Artificial Intelligence and Large Linguistic Models: Prompt and Context Engineering
This course lays the foundation for your further studies in AI engineering, machine learning, and digital systems. You will gain a methodological and technological basis for applying artificial intelligence in digital systems engineering and make the transition from theoretical understanding to real‑world engineering practice.
During the course, you’ll dive into the world of modern artificial intelligence technologies and gain a comprehensive understanding of how cutting‑edge AI models work — including powerful Large Language Models (LLMs). You won’t just study theory: you’ll master practical skills in applying AI tools within real‑world digital systems.

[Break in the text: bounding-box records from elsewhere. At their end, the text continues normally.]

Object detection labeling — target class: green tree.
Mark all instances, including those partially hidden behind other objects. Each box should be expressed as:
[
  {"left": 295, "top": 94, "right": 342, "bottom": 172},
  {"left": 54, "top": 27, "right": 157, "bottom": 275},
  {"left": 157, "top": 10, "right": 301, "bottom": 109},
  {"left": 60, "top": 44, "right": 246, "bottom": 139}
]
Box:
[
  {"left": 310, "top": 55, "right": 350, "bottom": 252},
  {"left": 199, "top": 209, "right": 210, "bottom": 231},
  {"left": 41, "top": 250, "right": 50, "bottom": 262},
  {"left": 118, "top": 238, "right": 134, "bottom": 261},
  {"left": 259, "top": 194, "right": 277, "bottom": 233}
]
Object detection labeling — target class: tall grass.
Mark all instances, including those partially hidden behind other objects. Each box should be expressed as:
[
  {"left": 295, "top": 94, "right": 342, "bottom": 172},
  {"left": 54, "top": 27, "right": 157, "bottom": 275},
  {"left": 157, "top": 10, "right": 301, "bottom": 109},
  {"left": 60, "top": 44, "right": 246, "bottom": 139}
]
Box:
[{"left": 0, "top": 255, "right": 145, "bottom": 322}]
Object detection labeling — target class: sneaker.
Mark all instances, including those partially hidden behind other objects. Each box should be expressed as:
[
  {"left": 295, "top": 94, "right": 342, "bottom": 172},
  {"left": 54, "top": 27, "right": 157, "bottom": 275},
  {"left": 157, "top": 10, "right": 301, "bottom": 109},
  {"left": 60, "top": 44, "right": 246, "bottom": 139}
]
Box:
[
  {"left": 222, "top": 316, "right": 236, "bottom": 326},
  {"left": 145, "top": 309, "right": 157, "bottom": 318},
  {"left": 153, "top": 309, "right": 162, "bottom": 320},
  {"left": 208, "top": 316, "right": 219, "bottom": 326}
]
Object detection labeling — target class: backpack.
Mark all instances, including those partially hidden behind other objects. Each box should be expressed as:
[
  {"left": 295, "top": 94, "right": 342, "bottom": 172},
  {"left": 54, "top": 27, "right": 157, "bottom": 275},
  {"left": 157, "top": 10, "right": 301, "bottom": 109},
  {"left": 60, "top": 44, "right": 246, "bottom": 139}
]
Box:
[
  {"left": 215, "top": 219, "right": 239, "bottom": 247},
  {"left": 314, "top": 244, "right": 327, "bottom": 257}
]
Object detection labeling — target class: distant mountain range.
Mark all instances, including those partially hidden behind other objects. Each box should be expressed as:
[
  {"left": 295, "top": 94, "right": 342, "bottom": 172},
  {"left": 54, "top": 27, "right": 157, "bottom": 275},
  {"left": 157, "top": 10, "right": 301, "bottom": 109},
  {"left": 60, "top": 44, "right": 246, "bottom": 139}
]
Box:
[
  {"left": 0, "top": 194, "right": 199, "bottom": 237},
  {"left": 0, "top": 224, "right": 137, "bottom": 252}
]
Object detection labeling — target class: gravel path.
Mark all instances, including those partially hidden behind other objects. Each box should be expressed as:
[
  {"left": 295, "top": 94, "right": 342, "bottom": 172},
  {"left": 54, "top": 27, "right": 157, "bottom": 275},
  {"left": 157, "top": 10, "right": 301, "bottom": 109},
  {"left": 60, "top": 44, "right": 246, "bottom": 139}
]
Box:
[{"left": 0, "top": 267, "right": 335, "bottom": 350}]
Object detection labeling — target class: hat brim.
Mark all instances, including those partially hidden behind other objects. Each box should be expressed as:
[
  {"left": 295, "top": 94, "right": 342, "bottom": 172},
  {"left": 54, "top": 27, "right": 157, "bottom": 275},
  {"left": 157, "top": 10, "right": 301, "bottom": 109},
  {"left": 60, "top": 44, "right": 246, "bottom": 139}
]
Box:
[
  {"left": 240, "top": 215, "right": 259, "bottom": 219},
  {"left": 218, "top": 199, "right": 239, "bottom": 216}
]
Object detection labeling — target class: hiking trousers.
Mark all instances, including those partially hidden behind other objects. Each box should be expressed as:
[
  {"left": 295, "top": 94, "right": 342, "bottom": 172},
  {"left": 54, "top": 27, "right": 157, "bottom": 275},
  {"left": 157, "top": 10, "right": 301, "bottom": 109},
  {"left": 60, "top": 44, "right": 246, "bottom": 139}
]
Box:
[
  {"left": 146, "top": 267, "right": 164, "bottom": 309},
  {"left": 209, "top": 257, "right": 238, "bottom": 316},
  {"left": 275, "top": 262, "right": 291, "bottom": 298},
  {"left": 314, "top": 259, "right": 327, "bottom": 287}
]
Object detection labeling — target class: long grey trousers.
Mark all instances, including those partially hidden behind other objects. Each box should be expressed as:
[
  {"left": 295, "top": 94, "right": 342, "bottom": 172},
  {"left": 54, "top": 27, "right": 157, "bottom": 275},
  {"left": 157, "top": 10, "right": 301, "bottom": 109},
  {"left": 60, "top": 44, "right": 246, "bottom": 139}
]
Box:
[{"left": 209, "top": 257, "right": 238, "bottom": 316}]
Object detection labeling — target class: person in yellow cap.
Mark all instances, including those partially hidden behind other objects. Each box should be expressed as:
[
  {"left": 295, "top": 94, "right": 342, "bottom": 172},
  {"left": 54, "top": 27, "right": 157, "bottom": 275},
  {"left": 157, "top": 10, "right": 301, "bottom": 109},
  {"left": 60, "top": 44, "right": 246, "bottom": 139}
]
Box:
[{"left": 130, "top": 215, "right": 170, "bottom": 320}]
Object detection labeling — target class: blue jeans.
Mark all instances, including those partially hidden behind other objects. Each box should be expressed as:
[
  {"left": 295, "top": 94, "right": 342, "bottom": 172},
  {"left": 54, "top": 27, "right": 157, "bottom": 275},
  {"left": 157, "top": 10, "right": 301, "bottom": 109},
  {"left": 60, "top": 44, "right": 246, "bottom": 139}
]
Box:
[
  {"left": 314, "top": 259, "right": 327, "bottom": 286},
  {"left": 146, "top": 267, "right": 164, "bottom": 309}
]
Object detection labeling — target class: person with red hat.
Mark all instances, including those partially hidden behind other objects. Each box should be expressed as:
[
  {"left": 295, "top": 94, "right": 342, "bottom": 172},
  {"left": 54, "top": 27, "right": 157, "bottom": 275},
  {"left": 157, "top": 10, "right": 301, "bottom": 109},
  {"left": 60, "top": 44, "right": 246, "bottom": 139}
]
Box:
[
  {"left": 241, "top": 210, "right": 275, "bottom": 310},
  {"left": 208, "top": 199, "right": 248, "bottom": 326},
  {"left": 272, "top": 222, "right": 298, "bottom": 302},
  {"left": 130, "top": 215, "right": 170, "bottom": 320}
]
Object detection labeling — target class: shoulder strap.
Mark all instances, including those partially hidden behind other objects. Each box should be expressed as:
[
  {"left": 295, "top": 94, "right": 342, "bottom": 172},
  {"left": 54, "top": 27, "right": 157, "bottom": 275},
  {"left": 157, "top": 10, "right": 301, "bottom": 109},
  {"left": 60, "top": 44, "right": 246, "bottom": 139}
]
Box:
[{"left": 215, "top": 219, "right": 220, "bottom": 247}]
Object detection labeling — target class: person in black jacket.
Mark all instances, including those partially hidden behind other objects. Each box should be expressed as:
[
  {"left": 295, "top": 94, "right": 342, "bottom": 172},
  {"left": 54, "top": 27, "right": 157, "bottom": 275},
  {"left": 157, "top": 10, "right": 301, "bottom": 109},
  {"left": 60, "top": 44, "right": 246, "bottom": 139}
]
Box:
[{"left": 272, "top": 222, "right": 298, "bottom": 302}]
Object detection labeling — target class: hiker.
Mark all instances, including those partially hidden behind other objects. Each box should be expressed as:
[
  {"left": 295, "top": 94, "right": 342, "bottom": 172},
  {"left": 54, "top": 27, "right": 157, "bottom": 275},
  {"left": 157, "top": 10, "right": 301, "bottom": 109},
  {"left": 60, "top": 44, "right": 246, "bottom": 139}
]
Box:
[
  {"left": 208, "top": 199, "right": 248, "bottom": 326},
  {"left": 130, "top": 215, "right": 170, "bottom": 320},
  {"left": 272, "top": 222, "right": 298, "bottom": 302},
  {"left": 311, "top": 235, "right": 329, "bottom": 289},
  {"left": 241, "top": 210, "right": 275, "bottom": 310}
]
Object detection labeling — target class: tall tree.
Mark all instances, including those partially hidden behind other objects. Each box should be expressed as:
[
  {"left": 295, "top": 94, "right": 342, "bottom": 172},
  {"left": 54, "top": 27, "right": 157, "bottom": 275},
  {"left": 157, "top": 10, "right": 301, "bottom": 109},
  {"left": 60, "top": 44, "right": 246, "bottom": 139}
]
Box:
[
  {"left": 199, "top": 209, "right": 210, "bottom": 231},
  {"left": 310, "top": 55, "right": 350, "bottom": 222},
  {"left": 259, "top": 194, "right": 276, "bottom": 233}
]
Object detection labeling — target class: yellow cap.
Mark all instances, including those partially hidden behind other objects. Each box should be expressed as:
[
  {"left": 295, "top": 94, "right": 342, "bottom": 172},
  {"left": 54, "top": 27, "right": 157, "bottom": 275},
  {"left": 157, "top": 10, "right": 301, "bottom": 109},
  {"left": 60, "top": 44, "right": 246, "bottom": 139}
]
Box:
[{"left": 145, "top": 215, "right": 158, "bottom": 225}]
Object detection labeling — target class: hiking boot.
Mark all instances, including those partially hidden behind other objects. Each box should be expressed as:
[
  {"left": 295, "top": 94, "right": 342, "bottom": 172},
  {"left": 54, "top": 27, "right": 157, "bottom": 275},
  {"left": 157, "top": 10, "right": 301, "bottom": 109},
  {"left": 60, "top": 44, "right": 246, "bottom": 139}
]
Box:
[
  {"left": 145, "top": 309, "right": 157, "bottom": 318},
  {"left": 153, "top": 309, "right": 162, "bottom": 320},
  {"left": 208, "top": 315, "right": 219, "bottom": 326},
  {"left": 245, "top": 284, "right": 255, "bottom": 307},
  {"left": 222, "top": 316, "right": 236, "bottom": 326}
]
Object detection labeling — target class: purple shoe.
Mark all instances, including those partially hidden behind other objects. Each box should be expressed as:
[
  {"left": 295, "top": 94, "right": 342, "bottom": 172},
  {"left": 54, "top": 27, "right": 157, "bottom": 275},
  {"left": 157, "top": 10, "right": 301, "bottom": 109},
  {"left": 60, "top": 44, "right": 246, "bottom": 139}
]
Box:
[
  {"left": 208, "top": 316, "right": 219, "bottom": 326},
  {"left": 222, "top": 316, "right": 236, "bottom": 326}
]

You’ll learn to finely control the behaviour of intelligent models by mastering prompt engineering and context engineering techniques — from basic principles of query formulation to advanced strategies for managing model outputs and working with prompt chains. Special attention will be given to retrieval‑augmented generation (RAG) approaches and memory management techniques: you’ll understand the role of system instructions and learn how to properly structure context to get the most accurate and useful results.
The programme will cover the evolution of approaches in AI and introduce you to current trends and architectural solutions — particularly the inner workings of LLMs: transformer‑based architectures, pre‑training and fine‑tuning processes, and inference optimisation methods. You’ll see how to apply LLMs in practice — for instance, to generate code, analyse system architectures, automate technical documentation, and support software testing.
We’ll also address important limitations and risks: we’ll examine model hallucinations, factual inaccuracies, and bias issues, and study key safety protocols and data protection principles. By the end, you’ll be able to competently assess the capabilities and weaknesses of AI technologies and make well‑founded decisions about how to apply them in engineering tasks.
The learning experience is designed to reinforce theory with hands‑on practice. In lectures, we’ll take an in‑depth look at architectural solutions; then, in workshops, you’ll practise crafting effective prompts and designing interaction scenarios with models. In lab sessions, you’ll work with up‑to‑date LLM platforms, and through mini‑projects you’ll try integrating AI assistants into real engineering challenges. Analysing practical case studies will help you see how AI technologies are implemented in real life and solve pressing engineering problems.
By the end of the course, you’ll be fully prepared to confidently embed AI assistants into the development and operation of digital systems — and harness the full potential of modern AI technologies in your professional work.
OBJECTIVES
Development of a systemic understanding of the operating principles of modern artificial intelligence models, including large linguistic models (LLM);
Development of skills in engineering application of AI tools in digital systems;
Mastering the methods of prompt engineering and context engineering as tools for managing the behavior of intelligent models;
Preparation for the integration of AI assistants into the development and operation of digital systems.
KEY TASKS
Develop a comprehensive understanding of the operating principles of modern artificial intelligence models, including Large Language Models (LLMs);
Acquire practical engineering skills in applying AI tools within digital systems;
Gain proficiency in prompt engineering and context design for guiding AI model responses;
Prepare to integrate AI assistants into the development and operation of digital systems.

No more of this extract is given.